Fut-il athlète ? Il écrit contre les professionnels du sport. Fut-il peintre ? Il choisit la tragédie. Sa vie, c'est son théâtre. Les lois scéniques du temps ne le gênent pas : il tourne leurs contraintes en avantages. Les concours dramatiques font partie d'une fête religieuse ? Il proclame sa liberté face aux dieux. Les représentations sont annuelles, donc sans « reprises » ? Il n'en exprime qu'avec plus de souplesse, au gré des jours, les méandres de sa pensée. Le théâtre est fait pour la foule ? Même s'il se défie d'elle, il lui donnera ses avis ; tant pis pour elle s'il n'est pas entendu. Il ne dispose que de trois acteurs ? La tragédie se moque du nombre et, si un sujet le requiert, il donnera l'impression de la multitude.

Quant à la matière dramatique, il la trouve dans les mythes, où puisent tous les tragiques de la Grèce. Le public est heureux que chaque auteur traite à sa manière un même épisode de ce qui est pour lui l'histoire ancienne, aimée, connue. Euripide en est stimulé : il creuse les cycles légendaires d'Argos, de Thèbes, de Thrace, de Thessalie, de l'Attique fabuleuse ou de la guerre de Troie. Il rend la fleur de leur jeunesse aux antiques époques où les dieux et demi-dieux vivaient parmi les mortels et ressuscite Égée, Thésée, les rois mythiques d'Athènes, Héraclès fils de Zeus, comme l'est Dionysos, Pélée son petit-fils, Ion fils d'Apollon, Cadmos gendre d'Arès. Mais tous, dieux, héros, hommes – ou femmes – sont d'abord des enfants d'Euripide qui, pour infuser un esprit nouveau, fût-il révolutionnaire, dans leurs épreuves, brise le cadre traditionnel de la légende. Déjà l'homme des libertés et des contrastes impose sa marque[...]

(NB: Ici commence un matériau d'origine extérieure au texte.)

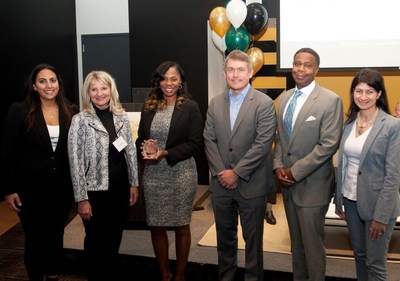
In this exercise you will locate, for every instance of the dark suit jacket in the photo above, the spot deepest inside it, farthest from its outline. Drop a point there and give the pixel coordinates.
(185, 137)
(29, 162)
(378, 178)
(245, 149)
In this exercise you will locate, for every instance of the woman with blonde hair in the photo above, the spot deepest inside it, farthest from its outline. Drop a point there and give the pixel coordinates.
(102, 156)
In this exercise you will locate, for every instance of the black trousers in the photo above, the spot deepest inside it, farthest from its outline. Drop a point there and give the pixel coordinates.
(103, 232)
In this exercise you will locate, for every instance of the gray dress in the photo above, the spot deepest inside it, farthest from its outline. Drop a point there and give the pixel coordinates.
(168, 190)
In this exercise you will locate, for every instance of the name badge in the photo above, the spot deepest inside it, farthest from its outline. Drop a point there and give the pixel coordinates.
(120, 143)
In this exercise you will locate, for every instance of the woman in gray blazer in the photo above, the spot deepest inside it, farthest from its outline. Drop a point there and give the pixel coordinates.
(369, 174)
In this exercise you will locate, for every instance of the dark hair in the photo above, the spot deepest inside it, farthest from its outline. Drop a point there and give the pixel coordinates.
(155, 99)
(33, 99)
(374, 79)
(309, 51)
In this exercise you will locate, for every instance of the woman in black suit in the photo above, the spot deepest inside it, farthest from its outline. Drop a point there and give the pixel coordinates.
(36, 169)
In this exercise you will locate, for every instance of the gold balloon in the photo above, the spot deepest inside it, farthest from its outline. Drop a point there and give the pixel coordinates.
(257, 58)
(219, 22)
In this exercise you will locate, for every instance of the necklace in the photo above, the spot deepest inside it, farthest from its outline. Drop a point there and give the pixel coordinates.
(361, 127)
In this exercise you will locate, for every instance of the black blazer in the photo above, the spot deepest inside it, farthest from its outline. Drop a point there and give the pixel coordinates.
(185, 136)
(29, 162)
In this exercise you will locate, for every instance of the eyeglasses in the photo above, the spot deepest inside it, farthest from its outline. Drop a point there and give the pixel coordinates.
(231, 70)
(306, 65)
(360, 92)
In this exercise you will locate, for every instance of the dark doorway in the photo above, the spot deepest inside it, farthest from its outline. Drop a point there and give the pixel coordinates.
(109, 52)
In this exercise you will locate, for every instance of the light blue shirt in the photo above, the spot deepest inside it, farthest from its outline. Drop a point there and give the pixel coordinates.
(235, 102)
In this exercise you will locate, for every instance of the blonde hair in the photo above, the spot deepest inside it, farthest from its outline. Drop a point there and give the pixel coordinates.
(103, 77)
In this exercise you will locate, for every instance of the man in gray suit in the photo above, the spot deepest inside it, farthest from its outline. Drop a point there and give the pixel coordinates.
(303, 164)
(239, 131)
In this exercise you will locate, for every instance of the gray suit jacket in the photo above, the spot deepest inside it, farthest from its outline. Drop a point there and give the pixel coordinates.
(378, 180)
(315, 138)
(246, 148)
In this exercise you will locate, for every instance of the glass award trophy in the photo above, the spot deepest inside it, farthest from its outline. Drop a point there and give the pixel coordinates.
(151, 148)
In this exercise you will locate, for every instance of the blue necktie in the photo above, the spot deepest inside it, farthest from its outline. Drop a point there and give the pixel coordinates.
(288, 119)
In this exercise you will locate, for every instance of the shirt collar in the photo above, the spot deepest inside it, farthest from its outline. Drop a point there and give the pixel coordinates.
(308, 89)
(242, 93)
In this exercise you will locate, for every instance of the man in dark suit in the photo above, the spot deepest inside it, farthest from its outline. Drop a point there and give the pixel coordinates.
(239, 132)
(303, 162)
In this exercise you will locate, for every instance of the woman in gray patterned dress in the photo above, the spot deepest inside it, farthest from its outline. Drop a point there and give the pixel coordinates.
(169, 180)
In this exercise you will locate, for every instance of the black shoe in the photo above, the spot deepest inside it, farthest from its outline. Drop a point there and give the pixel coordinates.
(269, 217)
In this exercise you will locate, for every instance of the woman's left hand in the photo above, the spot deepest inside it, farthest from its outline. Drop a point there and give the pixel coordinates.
(376, 230)
(134, 195)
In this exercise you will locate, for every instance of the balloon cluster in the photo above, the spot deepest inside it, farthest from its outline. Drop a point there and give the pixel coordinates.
(232, 26)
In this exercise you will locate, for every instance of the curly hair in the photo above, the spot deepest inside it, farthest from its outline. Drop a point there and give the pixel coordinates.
(155, 99)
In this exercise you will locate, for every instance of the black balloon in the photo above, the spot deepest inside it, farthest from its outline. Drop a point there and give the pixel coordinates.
(256, 19)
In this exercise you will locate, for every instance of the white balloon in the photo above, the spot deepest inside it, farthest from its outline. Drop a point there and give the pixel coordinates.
(236, 12)
(218, 41)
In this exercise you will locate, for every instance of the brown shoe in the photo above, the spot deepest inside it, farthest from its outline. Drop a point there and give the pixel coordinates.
(270, 218)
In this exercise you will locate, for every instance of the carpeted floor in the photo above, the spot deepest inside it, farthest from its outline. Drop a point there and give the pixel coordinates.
(137, 257)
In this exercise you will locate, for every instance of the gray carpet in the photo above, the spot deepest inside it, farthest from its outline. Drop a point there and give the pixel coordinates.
(137, 242)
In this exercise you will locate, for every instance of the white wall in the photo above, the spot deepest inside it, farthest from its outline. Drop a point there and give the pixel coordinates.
(99, 17)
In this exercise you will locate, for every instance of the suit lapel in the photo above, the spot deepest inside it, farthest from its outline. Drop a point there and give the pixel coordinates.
(42, 130)
(376, 128)
(243, 109)
(304, 111)
(225, 114)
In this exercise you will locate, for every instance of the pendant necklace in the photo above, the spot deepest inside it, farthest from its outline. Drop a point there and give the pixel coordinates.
(361, 127)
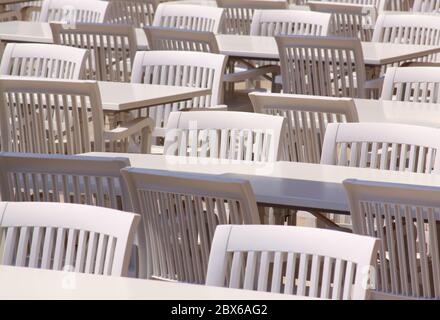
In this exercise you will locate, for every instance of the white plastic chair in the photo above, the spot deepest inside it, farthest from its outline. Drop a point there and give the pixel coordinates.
(73, 11)
(137, 13)
(43, 60)
(239, 13)
(408, 29)
(189, 17)
(68, 237)
(426, 6)
(112, 48)
(406, 219)
(385, 146)
(61, 117)
(10, 16)
(415, 84)
(224, 135)
(292, 260)
(322, 66)
(287, 22)
(180, 68)
(180, 212)
(161, 38)
(306, 120)
(348, 20)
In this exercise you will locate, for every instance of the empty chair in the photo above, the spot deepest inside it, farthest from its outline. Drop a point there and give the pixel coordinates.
(112, 48)
(415, 84)
(287, 22)
(160, 38)
(307, 118)
(188, 17)
(292, 260)
(385, 146)
(322, 66)
(408, 29)
(61, 117)
(239, 13)
(73, 11)
(43, 60)
(180, 68)
(137, 13)
(180, 213)
(349, 20)
(406, 219)
(224, 135)
(68, 237)
(426, 6)
(64, 178)
(10, 16)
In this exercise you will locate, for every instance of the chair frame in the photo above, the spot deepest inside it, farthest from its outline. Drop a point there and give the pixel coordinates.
(68, 221)
(70, 62)
(294, 241)
(298, 109)
(71, 17)
(224, 121)
(385, 134)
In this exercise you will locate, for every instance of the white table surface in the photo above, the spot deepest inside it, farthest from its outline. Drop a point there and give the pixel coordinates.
(253, 47)
(26, 283)
(298, 185)
(122, 96)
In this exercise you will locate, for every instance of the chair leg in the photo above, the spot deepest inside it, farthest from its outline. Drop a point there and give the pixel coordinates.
(324, 222)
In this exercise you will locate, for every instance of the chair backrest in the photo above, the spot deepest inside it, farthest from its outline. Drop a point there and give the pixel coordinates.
(60, 178)
(385, 146)
(322, 66)
(50, 116)
(239, 13)
(10, 16)
(160, 38)
(415, 84)
(408, 29)
(71, 237)
(112, 48)
(224, 135)
(426, 6)
(406, 219)
(349, 20)
(307, 118)
(180, 68)
(43, 60)
(137, 13)
(286, 22)
(180, 213)
(189, 17)
(73, 11)
(292, 260)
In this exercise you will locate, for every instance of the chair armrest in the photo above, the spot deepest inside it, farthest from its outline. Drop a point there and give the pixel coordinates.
(27, 11)
(376, 83)
(420, 64)
(220, 107)
(251, 73)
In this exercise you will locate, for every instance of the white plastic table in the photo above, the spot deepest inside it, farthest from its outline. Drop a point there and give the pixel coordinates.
(423, 114)
(26, 283)
(288, 184)
(252, 47)
(375, 53)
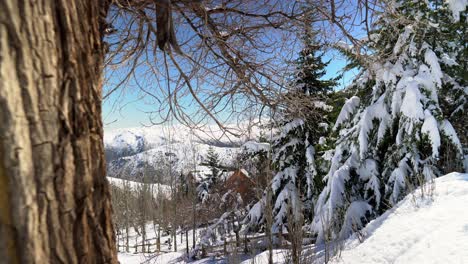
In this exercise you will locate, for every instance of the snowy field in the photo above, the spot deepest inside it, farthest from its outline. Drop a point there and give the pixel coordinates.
(429, 230)
(433, 229)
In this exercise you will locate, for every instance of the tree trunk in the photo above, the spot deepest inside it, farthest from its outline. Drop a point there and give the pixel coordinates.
(55, 202)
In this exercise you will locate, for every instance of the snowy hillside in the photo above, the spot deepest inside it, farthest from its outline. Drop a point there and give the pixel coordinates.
(131, 151)
(156, 189)
(417, 230)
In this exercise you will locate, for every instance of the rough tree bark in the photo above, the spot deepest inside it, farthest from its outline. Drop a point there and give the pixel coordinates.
(54, 198)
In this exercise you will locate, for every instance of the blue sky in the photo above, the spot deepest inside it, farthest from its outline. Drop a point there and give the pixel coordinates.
(128, 108)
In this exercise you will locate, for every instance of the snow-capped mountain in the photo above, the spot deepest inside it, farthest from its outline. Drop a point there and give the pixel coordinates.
(134, 152)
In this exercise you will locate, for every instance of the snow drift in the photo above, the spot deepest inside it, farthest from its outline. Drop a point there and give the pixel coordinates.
(433, 229)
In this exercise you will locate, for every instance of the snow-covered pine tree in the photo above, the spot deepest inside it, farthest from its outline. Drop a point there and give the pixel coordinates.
(301, 122)
(212, 161)
(390, 139)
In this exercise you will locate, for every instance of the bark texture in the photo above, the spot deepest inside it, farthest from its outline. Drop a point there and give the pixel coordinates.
(54, 198)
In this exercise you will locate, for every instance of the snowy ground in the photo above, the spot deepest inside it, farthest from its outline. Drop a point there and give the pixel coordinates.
(418, 230)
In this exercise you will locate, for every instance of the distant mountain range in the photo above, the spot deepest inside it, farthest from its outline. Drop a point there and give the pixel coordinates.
(158, 151)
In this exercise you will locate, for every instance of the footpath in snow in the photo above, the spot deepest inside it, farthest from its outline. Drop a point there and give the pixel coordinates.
(418, 230)
(433, 229)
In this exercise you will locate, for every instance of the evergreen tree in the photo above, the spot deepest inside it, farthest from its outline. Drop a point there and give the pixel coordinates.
(390, 140)
(212, 161)
(301, 123)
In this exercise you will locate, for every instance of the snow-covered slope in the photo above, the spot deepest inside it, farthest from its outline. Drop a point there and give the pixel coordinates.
(131, 151)
(156, 189)
(418, 230)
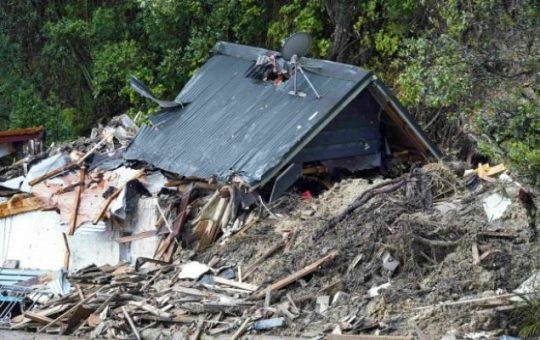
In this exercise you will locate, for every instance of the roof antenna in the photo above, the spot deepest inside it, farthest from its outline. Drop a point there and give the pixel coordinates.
(294, 49)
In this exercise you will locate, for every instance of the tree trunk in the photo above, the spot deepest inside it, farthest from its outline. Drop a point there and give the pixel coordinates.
(341, 12)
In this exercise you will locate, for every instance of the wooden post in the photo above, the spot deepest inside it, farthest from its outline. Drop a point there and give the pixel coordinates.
(299, 274)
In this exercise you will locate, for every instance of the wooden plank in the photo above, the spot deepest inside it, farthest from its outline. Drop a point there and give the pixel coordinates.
(252, 267)
(367, 337)
(69, 311)
(37, 317)
(131, 324)
(139, 236)
(78, 193)
(236, 284)
(163, 250)
(299, 274)
(42, 314)
(67, 252)
(69, 166)
(115, 194)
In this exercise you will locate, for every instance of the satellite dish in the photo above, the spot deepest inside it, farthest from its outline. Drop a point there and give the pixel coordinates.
(297, 44)
(295, 48)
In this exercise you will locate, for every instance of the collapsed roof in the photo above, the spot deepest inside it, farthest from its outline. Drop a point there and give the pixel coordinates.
(233, 125)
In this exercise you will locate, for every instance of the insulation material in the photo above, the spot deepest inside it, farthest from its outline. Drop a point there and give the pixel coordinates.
(35, 239)
(54, 162)
(245, 130)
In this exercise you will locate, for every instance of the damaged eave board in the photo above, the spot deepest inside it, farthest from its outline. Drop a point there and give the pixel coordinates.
(232, 125)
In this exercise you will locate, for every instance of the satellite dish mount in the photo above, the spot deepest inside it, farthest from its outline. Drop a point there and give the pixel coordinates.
(294, 49)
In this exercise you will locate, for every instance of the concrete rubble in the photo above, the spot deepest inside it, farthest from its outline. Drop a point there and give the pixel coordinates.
(133, 252)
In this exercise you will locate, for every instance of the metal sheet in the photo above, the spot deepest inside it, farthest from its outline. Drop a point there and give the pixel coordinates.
(235, 126)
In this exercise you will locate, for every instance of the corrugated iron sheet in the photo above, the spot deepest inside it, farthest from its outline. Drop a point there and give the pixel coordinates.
(234, 125)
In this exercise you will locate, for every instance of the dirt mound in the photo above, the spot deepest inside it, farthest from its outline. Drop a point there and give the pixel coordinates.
(414, 236)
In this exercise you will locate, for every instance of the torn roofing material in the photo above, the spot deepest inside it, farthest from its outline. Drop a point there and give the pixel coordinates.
(236, 126)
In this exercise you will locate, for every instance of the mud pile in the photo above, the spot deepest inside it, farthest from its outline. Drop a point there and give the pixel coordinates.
(402, 244)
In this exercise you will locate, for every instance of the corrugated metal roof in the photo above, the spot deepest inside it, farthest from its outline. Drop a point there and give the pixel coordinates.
(234, 124)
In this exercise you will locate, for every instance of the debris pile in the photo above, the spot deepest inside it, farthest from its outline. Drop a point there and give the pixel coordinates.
(416, 255)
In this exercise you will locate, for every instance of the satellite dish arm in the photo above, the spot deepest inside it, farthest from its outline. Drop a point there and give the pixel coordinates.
(144, 91)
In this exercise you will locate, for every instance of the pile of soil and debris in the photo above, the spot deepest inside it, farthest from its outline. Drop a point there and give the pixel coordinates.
(425, 254)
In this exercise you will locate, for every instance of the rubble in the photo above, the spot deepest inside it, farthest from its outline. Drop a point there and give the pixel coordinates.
(392, 258)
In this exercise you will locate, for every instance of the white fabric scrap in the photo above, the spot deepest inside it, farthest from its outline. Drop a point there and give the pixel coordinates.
(193, 270)
(495, 205)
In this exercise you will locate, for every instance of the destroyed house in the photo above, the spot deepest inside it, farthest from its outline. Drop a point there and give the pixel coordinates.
(236, 127)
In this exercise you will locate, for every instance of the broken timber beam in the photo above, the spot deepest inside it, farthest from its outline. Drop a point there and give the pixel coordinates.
(115, 194)
(69, 311)
(299, 274)
(75, 212)
(67, 252)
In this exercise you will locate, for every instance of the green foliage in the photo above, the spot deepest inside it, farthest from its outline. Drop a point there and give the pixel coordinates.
(509, 130)
(526, 316)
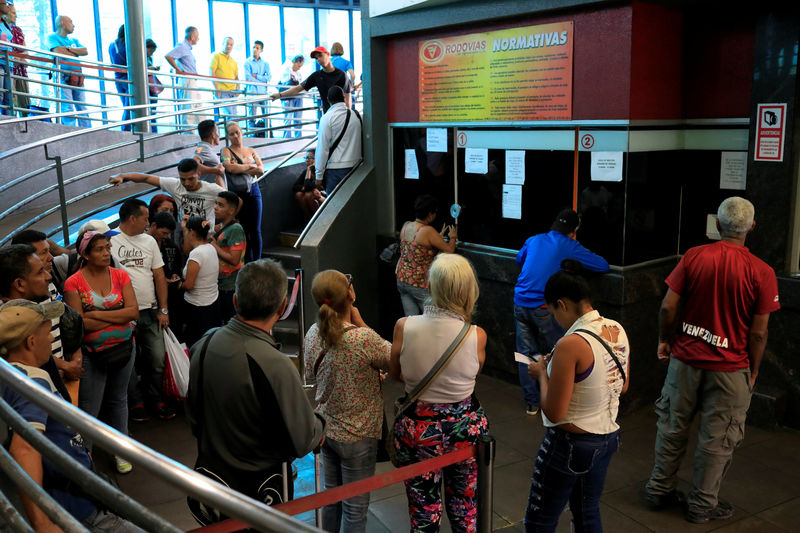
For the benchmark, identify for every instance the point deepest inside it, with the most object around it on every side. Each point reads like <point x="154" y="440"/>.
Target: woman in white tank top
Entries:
<point x="447" y="416"/>
<point x="580" y="385"/>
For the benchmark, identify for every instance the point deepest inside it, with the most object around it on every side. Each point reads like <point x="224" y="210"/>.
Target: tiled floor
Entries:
<point x="763" y="482"/>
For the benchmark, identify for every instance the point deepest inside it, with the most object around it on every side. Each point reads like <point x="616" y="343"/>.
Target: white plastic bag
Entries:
<point x="178" y="364"/>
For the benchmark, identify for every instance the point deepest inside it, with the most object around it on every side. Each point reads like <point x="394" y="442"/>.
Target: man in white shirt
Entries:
<point x="139" y="255"/>
<point x="339" y="141"/>
<point x="194" y="197"/>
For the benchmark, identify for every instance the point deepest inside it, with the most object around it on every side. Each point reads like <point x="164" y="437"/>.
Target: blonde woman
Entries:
<point x="346" y="357"/>
<point x="446" y="416"/>
<point x="240" y="159"/>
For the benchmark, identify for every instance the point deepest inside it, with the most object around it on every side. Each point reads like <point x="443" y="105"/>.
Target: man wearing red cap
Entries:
<point x="323" y="79"/>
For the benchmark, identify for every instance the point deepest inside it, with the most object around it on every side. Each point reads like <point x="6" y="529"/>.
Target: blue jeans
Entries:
<point x="250" y="219"/>
<point x="104" y="394"/>
<point x="332" y="178"/>
<point x="537" y="333"/>
<point x="5" y="96"/>
<point x="345" y="462"/>
<point x="570" y="467"/>
<point x="412" y="298"/>
<point x="76" y="94"/>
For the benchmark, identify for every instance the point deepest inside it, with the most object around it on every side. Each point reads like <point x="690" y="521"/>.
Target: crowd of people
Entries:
<point x="251" y="80"/>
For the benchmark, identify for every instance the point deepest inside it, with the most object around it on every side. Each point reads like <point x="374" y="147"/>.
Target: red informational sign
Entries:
<point x="770" y="132"/>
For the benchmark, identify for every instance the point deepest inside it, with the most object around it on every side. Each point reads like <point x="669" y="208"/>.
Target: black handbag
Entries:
<point x="112" y="358"/>
<point x="238" y="183"/>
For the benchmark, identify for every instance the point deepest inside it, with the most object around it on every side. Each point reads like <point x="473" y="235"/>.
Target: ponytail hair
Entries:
<point x="329" y="289"/>
<point x="199" y="226"/>
<point x="568" y="283"/>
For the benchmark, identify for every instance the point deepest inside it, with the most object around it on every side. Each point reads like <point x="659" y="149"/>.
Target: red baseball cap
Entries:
<point x="317" y="50"/>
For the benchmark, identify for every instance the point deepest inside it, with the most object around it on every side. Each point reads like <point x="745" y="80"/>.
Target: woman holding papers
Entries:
<point x="419" y="244"/>
<point x="580" y="384"/>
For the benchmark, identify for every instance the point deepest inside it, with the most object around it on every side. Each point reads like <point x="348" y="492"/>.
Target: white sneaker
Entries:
<point x="123" y="466"/>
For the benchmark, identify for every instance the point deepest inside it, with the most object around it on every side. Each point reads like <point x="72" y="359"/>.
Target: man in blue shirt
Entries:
<point x="183" y="61"/>
<point x="70" y="75"/>
<point x="256" y="69"/>
<point x="540" y="258"/>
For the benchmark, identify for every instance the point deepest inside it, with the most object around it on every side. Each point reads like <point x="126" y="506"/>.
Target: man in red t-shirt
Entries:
<point x="713" y="322"/>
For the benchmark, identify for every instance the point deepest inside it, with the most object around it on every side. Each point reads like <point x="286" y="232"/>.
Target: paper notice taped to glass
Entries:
<point x="733" y="171"/>
<point x="476" y="160"/>
<point x="436" y="139"/>
<point x="412" y="170"/>
<point x="607" y="166"/>
<point x="512" y="201"/>
<point x="515" y="167"/>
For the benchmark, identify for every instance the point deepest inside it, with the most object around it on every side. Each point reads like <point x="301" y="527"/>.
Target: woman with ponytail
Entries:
<point x="200" y="280"/>
<point x="345" y="357"/>
<point x="580" y="385"/>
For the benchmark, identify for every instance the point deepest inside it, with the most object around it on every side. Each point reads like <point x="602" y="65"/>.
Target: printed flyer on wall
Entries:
<point x="505" y="75"/>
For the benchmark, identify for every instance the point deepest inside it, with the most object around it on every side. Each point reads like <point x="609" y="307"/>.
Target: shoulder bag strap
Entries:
<point x="325" y="352"/>
<point x="608" y="349"/>
<point x="335" y="144"/>
<point x="437" y="369"/>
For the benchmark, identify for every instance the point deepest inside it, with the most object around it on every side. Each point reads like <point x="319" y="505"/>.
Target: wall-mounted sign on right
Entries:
<point x="770" y="132"/>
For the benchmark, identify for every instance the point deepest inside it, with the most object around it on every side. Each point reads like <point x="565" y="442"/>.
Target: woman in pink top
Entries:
<point x="105" y="299"/>
<point x="346" y="357"/>
<point x="419" y="244"/>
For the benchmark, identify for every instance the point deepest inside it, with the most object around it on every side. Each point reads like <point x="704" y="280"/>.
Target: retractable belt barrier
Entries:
<point x="343" y="492"/>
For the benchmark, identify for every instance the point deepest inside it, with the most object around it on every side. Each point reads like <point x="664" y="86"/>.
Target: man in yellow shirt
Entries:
<point x="225" y="67"/>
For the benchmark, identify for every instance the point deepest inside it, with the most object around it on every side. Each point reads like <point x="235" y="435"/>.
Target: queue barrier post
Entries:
<point x="485" y="459"/>
<point x="317" y="485"/>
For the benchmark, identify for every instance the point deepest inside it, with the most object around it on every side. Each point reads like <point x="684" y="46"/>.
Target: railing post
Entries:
<point x="485" y="460"/>
<point x="62" y="195"/>
<point x="10" y="69"/>
<point x="301" y="324"/>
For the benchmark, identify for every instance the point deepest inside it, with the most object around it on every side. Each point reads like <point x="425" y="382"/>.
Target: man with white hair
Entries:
<point x="713" y="331"/>
<point x="71" y="77"/>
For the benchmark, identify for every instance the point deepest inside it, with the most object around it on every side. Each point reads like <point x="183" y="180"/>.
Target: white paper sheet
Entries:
<point x="515" y="167"/>
<point x="512" y="201"/>
<point x="412" y="170"/>
<point x="733" y="171"/>
<point x="606" y="166"/>
<point x="436" y="139"/>
<point x="476" y="160"/>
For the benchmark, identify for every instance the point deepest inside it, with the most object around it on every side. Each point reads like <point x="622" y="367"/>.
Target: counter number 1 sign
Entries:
<point x="771" y="132"/>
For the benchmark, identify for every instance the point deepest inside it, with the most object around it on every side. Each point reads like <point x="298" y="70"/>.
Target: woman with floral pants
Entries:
<point x="446" y="417"/>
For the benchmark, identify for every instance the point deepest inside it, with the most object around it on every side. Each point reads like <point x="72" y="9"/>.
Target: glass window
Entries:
<point x="82" y="14"/>
<point x="229" y="22"/>
<point x="265" y="26"/>
<point x="333" y="28"/>
<point x="298" y="32"/>
<point x="35" y="18"/>
<point x="357" y="43"/>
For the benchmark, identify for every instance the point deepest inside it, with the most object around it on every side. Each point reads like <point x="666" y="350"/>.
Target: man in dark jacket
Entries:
<point x="246" y="403"/>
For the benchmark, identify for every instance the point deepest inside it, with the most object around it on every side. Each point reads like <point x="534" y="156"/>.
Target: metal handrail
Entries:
<point x="232" y="503"/>
<point x="321" y="208"/>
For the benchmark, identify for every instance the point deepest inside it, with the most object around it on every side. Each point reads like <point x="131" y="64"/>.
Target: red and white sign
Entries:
<point x="770" y="132"/>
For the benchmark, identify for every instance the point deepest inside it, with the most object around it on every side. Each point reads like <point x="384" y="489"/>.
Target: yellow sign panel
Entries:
<point x="505" y="75"/>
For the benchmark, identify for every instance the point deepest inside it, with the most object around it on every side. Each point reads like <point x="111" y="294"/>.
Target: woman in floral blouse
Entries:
<point x="419" y="244"/>
<point x="346" y="357"/>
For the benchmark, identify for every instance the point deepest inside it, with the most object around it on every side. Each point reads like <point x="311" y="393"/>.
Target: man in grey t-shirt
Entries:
<point x="207" y="156"/>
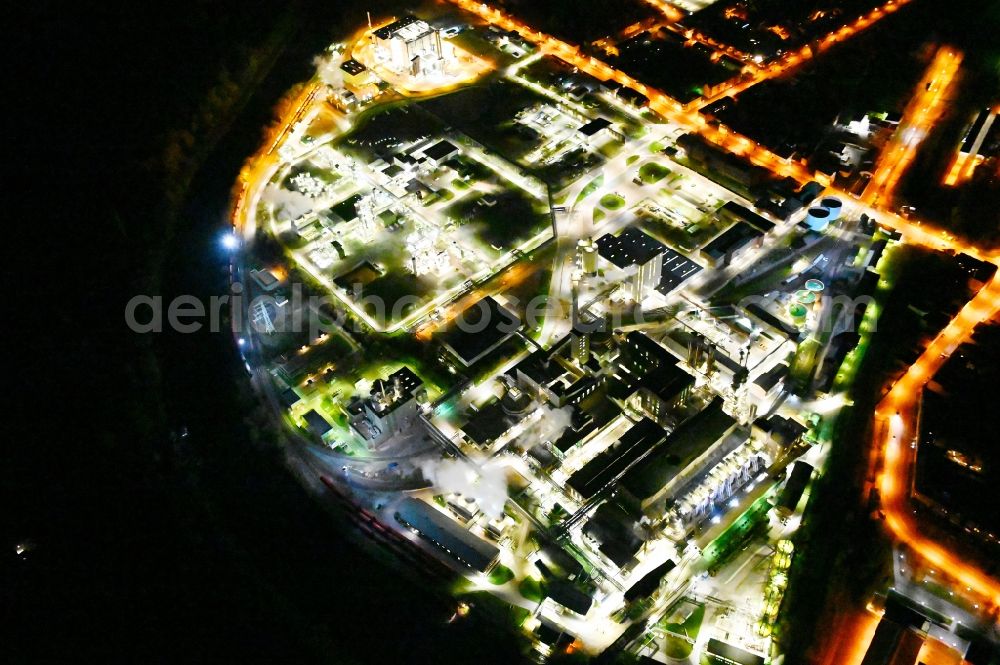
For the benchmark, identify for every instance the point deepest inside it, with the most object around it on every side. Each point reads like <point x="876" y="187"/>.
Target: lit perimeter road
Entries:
<point x="924" y="110"/>
<point x="896" y="423"/>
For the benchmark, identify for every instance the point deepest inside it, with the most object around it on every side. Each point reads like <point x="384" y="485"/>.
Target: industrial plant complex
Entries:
<point x="550" y="328"/>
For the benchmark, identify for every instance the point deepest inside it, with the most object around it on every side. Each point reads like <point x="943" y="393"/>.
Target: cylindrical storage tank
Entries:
<point x="588" y="256"/>
<point x="805" y="297"/>
<point x="814" y="285"/>
<point x="817" y="218"/>
<point x="834" y="205"/>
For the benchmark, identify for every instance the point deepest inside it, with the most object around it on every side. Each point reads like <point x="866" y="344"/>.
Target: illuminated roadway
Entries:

La suite de cet article est accessible aux abonnés

  • Des contenus variés, complets et fiables
  • Accessible sur tous les écrans
  • Pas de publicité

Découvrez nos offres

Déjà abonné ? Se connecter

Écrit par

Classification

Pour citer cet article

Édouard DELEBECQUE. EURIPIDE (env. 480-406 av. J.-C.) [en ligne]. In Encyclopædia Universalis. Disponible sur : (consulté le )

Médias

Euripide - Athènes - crédits : Erich Lessing/ AKG-images

Euripide - Athènes

Aristophane – Athènes - crédits : Bettmann/ Getty Images

Aristophane – Athènes

Autres références

  • IPHIGÉNIE À AULIS, Euripide - Fiche de lecture

    • Écrit par Florence BRAUNSTEIN
    • 941 mots
    • 1 média

    Des grands tragiques grecs, Euripide (480 env.-406 av. J.-C.) est sans doute celui qui a le plus nettement contribué au renouvellement du genre. Iphigénie à Aulis est sa dernière pièce, l'ultime tragédie qu'il composait lorsqu'il mourut en 406 avant J.-C. Comme Antigone, Iphigénie...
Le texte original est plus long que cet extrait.